Over at Next City, Matt Bevilacqua offers a pretty good summary of the NTSB report's shortcomings, noting,

In a long article published last week, Reason magazine's Jim Epstein draws attention to what he considers a number of major flaws in the study. The most glaring of these is the fact that of 37 fatal crashes cited by the NTSB, a full 30 didn't involve curbside buses at all. Rather, "conventional" bus companies, or those with stops at actual stations, accounted for most of the accidents. The well-known conventional bus service Greyhound, for instance, was responsible for 24 of the crashes.

Bevilacqua does allow the agency's press officer, Eric Weiss, to get away with claiming that I put too much emphasis on one chart: "'[Epstein] pulls one of nine charts on one page of a 66-page report," Weiss said. "That's not even one of the goals of the report, and he says that it is the centerpiece of our report.'" He's referring to the appallingly inaccurate finding that curbside bus companies are "seven times" more fatal-accident prone.

Surely Weiss is being disingenuous, since he knows full well that his organization chose to highlight this chart in its press release, which in turn inspired major newspapers around the country to repeat this absurdity either in their headlines or at the top of their stories (e.g., "Chinatown Buses' Death Rate Said Seven Times That of Others").

Anyway, as I noted in my piece, while that particular chart is particularly offensive the rest of the report is just as meaningless. If your data are wrong, your analysis is wrong across the board.

Bevilacqua also got Weiss to utter this howler in response to my charge that the NTSB reported statistically insignificant findings: "'We do not say it is statistically significant, we just put out the numbers.'"

To demonstrate the absurdity of that statement, let's assume the NTSB had looked only at Virginia Seagull Travel on the day it happened to have a fatal accident.
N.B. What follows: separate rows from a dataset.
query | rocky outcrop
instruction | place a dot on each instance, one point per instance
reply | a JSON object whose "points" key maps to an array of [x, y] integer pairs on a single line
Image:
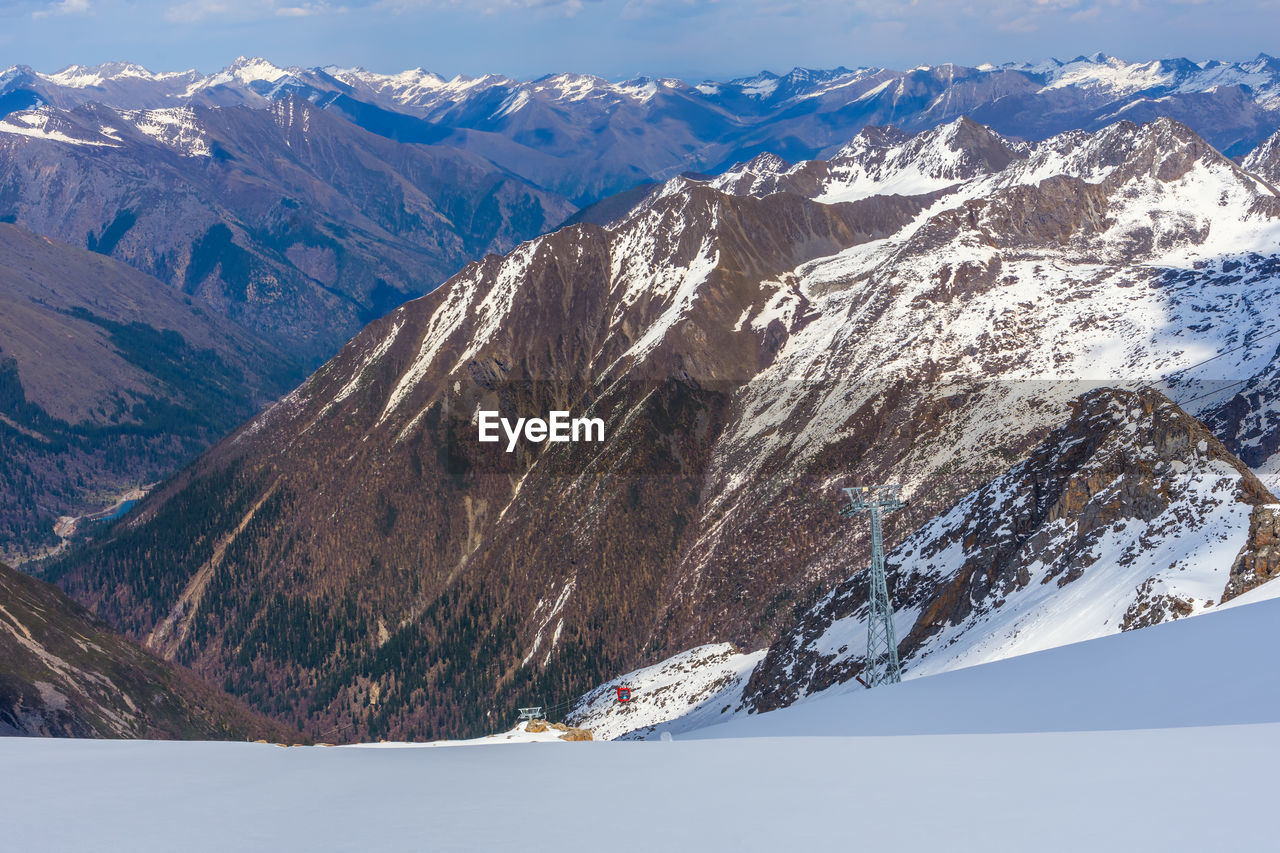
{"points": [[1120, 509], [749, 356], [1258, 560]]}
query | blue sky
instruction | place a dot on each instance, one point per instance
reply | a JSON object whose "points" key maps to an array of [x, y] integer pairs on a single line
{"points": [[693, 39]]}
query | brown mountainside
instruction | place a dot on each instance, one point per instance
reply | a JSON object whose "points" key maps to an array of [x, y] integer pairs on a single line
{"points": [[64, 673]]}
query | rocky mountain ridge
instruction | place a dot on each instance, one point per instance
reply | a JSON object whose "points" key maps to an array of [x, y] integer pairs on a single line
{"points": [[749, 356], [67, 674], [108, 381], [549, 129]]}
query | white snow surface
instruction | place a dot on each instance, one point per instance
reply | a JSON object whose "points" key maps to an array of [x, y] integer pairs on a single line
{"points": [[1138, 742], [691, 689]]}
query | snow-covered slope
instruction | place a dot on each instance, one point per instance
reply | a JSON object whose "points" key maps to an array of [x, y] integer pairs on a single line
{"points": [[689, 690], [750, 355], [764, 783], [882, 160], [1129, 515]]}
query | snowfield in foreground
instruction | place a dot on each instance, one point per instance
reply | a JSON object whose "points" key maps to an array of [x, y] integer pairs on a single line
{"points": [[1138, 742]]}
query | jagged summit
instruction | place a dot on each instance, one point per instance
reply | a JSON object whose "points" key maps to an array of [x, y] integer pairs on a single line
{"points": [[750, 352]]}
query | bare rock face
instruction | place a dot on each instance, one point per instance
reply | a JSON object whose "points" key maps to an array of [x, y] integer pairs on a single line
{"points": [[109, 379], [749, 356], [287, 219], [1260, 559], [1265, 159]]}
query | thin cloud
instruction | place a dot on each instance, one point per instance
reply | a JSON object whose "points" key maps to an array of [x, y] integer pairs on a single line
{"points": [[64, 8]]}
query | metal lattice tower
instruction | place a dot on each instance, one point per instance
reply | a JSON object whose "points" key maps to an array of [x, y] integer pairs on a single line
{"points": [[881, 664]]}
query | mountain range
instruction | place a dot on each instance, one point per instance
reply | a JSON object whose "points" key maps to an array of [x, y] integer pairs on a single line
{"points": [[978, 318]]}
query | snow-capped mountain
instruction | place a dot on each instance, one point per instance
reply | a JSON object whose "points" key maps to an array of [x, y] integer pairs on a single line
{"points": [[882, 160], [1128, 515], [586, 137], [1265, 159], [749, 356], [287, 218]]}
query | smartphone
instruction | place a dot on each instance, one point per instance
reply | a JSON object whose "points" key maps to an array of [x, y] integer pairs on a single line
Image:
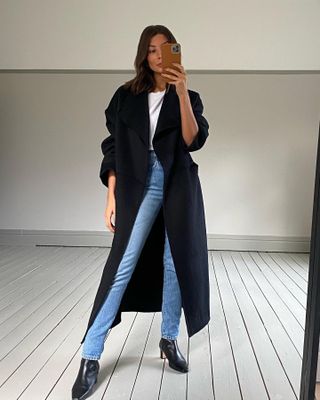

Then it would have found that curbside buses have a 100% fatal accident rate. If that were the case, would Weiss also have just "put out the numbers?" Just "putting out numbers" without mentioning that they're practically meaningless is profoundly irresponsible.

A piece in The Weekly Standard recounts how the National Transportation Safety Board denied my request for the study data:

As [Epstein] was researching his piece, he asked the NTSB to share the data. They did not respond. So he filed a formal FOIA request for it. That was ignored, too. In particular, Epstein was interested in a chart showing the relative accident rates and confidence intervals. The NTSB told him that such a chart did not exist.

So my employer had to purchase bus accident data from a federal contractor and I had to rebuild the chart myself. Shortly after my article came out, the NTSB released the "nonexistent" chart.[*] Eric Weiss apologized to me via email, citing a "misunderstanding." As The Weekly Standard notes, "If you find that infuriating, imagine how it must feel to have been involved in one of the 27 curbside companies that was shut down" after the flawed report was published.

[*] The chart is hard to find on the NTSB's website, so I've reposted it here. It fully substantiates my case against the study. The NTSB's numbers do differ slightly from mine because the federal dataset they're drawn from is updated retroactively on a daily basis. I accessed the data about a year after the NTSB, so my numbers are more up to date.